Digo lo anterior para continuar con dos ideas que expusimos la semana pasada: es indispensable incluir en las transacciones de reformas político-electorales la recuperación de la confianza colectiva en las instituciones, sus dirigentes y sus acciones, así como retomar las lecciones aprendidas en tantos años de procura del buen crédito electoral.

Cuando se hicieron las reformas de 2003, los concertadores de estas -todos destacados miembros de partidos políticos- se dieron tiempo suficiente para proponer las que ellos consideraban demandas de la ciudadanía para hacer más confiables y democráticos los
procesos electorales.

Paradójicamente, si hoy se revisan las principales decisiones adoptadas y finalmente aprobadas, prácticamente todas fueron revertidas (vicepresidencia, prohibición al presidente del Congreso Nacional de presentarse como candidato, despolitización del TSE y RNP, entre otras) y otras no fueron adecuadamente implementadas (mecanismos de consulta popular) por quienes las promovieron, incluso la nueva ley electoral que emergió de esos consensos fue desafiada en sus efectos (como el respeto a resultados para la integración de planillas de diputados), restándole imperio y credibilidad a las autoridades responsables de su aplicación.

Los propulsores de aquellas reformas obviaron la necesaria lectura histórica que hacía comprender cómo se habían prevenido conflictos y malos ratos al suprimir la vicepresidencia en 1957 o al dotar al antiguo Tribunal Nacional de Elecciones (TNE) de una justa composición multipartidaria.

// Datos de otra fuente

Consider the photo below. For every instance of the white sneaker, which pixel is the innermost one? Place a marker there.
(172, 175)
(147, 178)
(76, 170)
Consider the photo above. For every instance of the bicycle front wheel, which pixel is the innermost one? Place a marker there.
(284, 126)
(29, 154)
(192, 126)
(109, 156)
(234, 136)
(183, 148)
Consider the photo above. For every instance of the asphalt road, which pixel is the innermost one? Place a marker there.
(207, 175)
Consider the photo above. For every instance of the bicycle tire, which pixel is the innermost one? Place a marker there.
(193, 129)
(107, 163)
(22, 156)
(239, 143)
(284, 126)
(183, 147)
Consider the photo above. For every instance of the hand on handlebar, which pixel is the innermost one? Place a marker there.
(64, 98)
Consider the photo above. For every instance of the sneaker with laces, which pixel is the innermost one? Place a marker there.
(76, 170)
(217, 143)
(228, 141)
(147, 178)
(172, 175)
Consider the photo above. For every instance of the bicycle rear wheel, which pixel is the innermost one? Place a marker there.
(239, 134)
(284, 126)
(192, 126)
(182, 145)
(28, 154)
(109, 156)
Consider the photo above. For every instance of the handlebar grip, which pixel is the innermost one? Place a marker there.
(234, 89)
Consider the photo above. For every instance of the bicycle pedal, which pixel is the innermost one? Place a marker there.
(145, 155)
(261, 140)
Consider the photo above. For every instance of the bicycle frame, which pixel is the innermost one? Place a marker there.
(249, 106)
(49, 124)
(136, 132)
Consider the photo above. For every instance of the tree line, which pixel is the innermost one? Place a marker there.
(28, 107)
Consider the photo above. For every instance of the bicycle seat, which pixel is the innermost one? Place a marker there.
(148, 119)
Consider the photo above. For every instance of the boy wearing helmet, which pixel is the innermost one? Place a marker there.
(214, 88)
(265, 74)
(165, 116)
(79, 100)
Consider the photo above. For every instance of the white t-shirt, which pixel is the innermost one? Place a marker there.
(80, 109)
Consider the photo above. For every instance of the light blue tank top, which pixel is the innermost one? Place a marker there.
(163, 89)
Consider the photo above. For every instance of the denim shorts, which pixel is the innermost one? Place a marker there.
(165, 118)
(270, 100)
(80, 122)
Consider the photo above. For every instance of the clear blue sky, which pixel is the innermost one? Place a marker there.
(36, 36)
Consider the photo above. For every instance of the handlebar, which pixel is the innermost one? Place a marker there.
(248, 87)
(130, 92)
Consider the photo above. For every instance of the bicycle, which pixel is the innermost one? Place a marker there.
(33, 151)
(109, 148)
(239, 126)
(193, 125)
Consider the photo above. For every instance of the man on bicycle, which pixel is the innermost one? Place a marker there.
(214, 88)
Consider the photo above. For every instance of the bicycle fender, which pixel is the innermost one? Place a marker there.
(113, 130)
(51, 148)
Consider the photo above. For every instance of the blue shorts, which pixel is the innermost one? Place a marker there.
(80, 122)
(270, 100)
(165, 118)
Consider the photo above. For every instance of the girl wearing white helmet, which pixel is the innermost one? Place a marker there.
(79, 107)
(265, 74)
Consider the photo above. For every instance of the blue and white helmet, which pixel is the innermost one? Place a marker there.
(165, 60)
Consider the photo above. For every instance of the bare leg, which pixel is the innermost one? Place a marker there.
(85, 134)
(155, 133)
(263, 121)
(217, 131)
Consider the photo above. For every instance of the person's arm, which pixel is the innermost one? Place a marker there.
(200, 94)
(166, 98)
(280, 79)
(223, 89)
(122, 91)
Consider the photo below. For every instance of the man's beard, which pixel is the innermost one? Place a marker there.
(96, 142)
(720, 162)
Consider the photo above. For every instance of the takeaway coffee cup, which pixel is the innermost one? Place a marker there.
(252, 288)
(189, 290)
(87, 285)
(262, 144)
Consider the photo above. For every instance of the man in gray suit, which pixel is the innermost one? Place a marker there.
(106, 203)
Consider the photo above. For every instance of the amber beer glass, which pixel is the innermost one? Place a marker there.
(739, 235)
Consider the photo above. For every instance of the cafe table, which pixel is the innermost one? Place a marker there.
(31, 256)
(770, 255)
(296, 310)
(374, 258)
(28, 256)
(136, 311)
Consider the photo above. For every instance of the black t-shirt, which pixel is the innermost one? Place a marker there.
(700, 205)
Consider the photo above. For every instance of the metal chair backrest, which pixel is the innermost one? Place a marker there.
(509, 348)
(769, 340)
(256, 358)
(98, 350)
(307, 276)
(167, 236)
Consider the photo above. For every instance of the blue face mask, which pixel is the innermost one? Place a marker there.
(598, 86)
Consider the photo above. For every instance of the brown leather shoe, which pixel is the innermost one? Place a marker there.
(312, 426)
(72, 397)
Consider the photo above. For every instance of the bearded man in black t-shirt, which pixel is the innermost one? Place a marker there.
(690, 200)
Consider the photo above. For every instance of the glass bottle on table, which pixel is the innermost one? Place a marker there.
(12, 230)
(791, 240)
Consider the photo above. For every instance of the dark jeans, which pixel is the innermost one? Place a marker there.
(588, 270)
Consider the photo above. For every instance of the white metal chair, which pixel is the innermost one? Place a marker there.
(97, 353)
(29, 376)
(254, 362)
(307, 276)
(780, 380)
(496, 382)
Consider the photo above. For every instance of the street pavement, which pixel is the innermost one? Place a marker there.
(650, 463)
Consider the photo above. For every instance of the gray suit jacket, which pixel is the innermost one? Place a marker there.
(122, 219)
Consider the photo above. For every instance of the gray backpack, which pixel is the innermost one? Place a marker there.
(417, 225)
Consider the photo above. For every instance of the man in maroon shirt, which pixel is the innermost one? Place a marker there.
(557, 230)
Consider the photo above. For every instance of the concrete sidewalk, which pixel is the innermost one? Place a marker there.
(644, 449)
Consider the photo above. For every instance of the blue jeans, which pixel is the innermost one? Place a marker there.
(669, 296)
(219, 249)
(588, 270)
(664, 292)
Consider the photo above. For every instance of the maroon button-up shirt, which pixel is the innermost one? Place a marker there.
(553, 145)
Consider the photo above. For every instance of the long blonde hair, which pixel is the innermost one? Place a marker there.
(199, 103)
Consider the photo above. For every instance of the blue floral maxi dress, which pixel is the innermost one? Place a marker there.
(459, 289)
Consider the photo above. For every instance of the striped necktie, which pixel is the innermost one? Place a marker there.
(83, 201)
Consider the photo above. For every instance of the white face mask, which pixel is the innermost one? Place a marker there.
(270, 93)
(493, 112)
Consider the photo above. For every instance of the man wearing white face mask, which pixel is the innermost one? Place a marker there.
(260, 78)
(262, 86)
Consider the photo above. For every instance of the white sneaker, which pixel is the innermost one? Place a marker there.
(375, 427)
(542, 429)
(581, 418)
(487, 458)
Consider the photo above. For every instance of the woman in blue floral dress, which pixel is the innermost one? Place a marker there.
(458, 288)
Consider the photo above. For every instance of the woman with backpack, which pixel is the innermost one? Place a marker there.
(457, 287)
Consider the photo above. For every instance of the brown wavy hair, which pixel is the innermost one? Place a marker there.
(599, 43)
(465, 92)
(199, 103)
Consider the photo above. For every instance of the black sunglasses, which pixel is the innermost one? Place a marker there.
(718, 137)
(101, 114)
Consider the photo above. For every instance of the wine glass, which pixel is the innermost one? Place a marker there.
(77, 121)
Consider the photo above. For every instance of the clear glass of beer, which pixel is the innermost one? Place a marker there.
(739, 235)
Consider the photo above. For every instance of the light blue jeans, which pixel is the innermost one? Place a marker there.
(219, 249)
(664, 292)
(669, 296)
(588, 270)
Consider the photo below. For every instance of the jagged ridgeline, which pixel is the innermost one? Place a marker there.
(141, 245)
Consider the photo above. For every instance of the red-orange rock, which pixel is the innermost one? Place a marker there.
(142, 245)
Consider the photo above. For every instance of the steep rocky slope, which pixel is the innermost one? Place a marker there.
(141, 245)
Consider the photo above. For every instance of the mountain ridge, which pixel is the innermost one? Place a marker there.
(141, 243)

Ignorando la gradualidad -que tan buen resultado nos ha dado al hacer cambios trascendentales-, se intentaba de golpe hacer nuestras reglas como las de los países más evolucionados en la materia, sin considerar elementos esenciales de nuestra idiosincracia, como la del hacer caso omiso a esas mismas reglas, pactando soluciones legales excepcionales y poco ortodoxas (“por esta única vez”) para corregir entuertos o satisfacer caprichos de ocasión (una opción B no prescrita, la interpretación constitucional de la nacionalidad hondureña o la inclusión de más representantes judiciales en el TNE para garantizar control partidario, por citar varias).

Si el desafío es recuperar la confianza, aceptemos sin ambages que la desconfianza mutua tiene base cultural e histórica, y que solo puede ser superada con voluntad política y paciencia. De esto hablaremos el próximo viernes.